Abstract
Introduction: Duty-free sales of tobacco reduce the impact of excise tax increases, a measure many governments have introduced to reduce tobacco consumption and smoking prevalence. We investigated the excise tax revenue foregone in Aotearoa (New Zealand), a country once regarded as having progressive tobacco control policies.
Methods: Using data tobacco companies are required to supply to the NZ Ministry of Health, we estimated the revenue from excise tax and the Goods and Services sales tax(GST) forgone by sales of duty-free tobacco since 2014, when duty-free allowances were reduced.
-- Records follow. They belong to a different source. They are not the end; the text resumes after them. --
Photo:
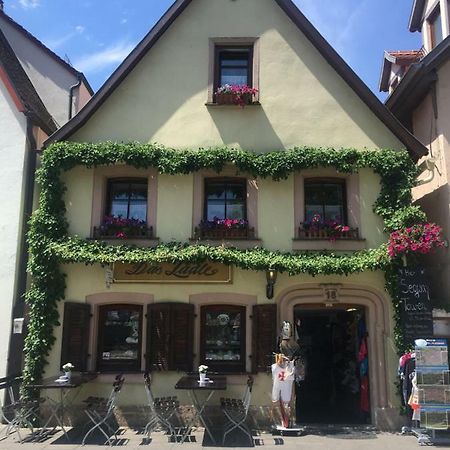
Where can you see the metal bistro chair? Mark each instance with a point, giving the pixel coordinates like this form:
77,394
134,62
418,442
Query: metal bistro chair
162,409
101,412
18,412
236,411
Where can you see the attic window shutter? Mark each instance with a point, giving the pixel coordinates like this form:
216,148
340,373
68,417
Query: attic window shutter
75,338
170,336
264,336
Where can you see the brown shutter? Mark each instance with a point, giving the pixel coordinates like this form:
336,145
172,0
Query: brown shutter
158,333
170,332
264,336
182,336
75,338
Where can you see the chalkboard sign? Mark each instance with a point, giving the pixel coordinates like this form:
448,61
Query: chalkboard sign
416,309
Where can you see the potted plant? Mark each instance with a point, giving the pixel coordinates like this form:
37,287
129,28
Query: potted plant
235,95
419,239
202,369
68,367
223,228
121,228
Results: The number of cigarettes and volume of roll-your-own(RYO) tobacco released for sale decreased following changes to the duty-free allowance and declined sharply in 2020 and 2021, when the international border was closed as a COVID-19 pandemic measure. Since 2022, forgone excise revenue has risen steadily and, in 2024, had nearly reached prepandemic levels. In total, the foregone revenue between 2015 and 2024 amounted to between NZ$60 million and NZ$96 million.
Conclusion: Duty-free sales of tobacco products represent a government-sanctioned price discount that has undermined Aotearoa's Smokefree 2025 goal and its obligations as a Party to the Framework Convention on Tobacco Control.